The Marvel Cinematic Universe has had huge successes since the release of Iron Man in 2008. With two exceptions, this success came while using B-list characters. The exceptions are Captain America, mostly known through being a patriotic superhero, and the Incredible Hulk, thanks to the 1978 TV series starring Bill Bixby and Lou Ferrigno. Thanks to some questionable deals made to keep the company afloat in the past, Marvel Studios didn’t have access to some better known characters like Spider-Man and the X-Men, both of whom had a number of animated series.
How did Marvel start dominating? As mentioned, Iron Man, while a member of the Avengers, wasn’t a well known character outside comic fandom. Tony Stark also has numerous flaws, like many Marvel heroes. He’s a hero despite the flaws. Marvel Studios did the one thing that could get positive attention – casting Robert Downey, Jr. Downey was ideal casting; he and Stark share a problem with addiction. At the time of casting, Downey had gotten through his addiction and recovered, a journey that Stark has troubles with in the comics. Downey took to the role, providing a human side to Stark, despite the flaws.
Casting continued in the same vein for the rest of the films leading up to The Avengers in 2012. The leads and supporting of the movies leading up to the 2012 film all fit the roles cast. Even in the following phases and into the TV series, the casting remained strong. Casting choices might be debatable at times, but the roles have been filled well. Casting, though, isn’t the only part of the success.

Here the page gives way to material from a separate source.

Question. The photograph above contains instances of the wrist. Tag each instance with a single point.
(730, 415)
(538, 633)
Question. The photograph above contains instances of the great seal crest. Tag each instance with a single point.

Casting is just the surface. Another element helping in Marvel’s success on the silver screen is the types of stories told. The Marvel movies aren’t just superhero films. They’ve been another genre with superheroes added. Iron Man was a techno-thriller with superheroes. Captain America: The First Avenger was a war movie with superheroes. It’s sequel, Captain America and the Winter Soldier was a political thriller with superheroes. Guardians of the Galaxy was a space opera with superheroes. Ant Man was a heist movie with superheroes. The stories are wide ranging. Only the Avengers titled films – The Avengers, Avengers: Age of Ultron, Avengers: Infinity War, and Avengers: Endgame – are pure superhero films. They are also the major crossovers, where all the characters appear onscreen together. This isn’t quite a parallel to the comics where crossovers affect every title and Iron Man can appear in his own title, Avengers, and guest star in a Spider-Man title all in the same month. It is close enough, but the crossover is self-contained except for some plot points being set up in the movies leading up to the instalment.
The mix of genres lets each Marvel movie look and feel different, even if the same beats are being used. Captain America had a different tone compared to Ant Man. If someone doesn’t like the genre of film, there’s still the draw of superheroes, or the choice of skipping in favour of a preferred genre. The additional genres gives audiences something else to look forward to, and be able to follow the plot even when the superheroics go off the beaten path.
This mix carries over to the Disney+ series. Wandavision uses classic sitcoms to tell its story. Hawkeye is essentially a Hallmark Christmas special with superheroes. The current series, Moon Knight begins as a horror series. There’s more to the series than superheroic battles; the fights are icing to a multi-layered cake.
The use of B-listers is another facet of Marvel’s success. As mentioned above, with the exception of the Hulk and Captain America, Marvel Studio’s success has come despite the use of lesser known characters. However, since they are lesser known, that gives the cast, crew, writers, and directors a free hand to explore the characters and the setting and put a new twist in without worrying about canon. Moon Knight is the ultimate blank slate here; the character has had a number of different origins that at times conflicted that the TV series can pick and choose details and not worry about getting anything wrong.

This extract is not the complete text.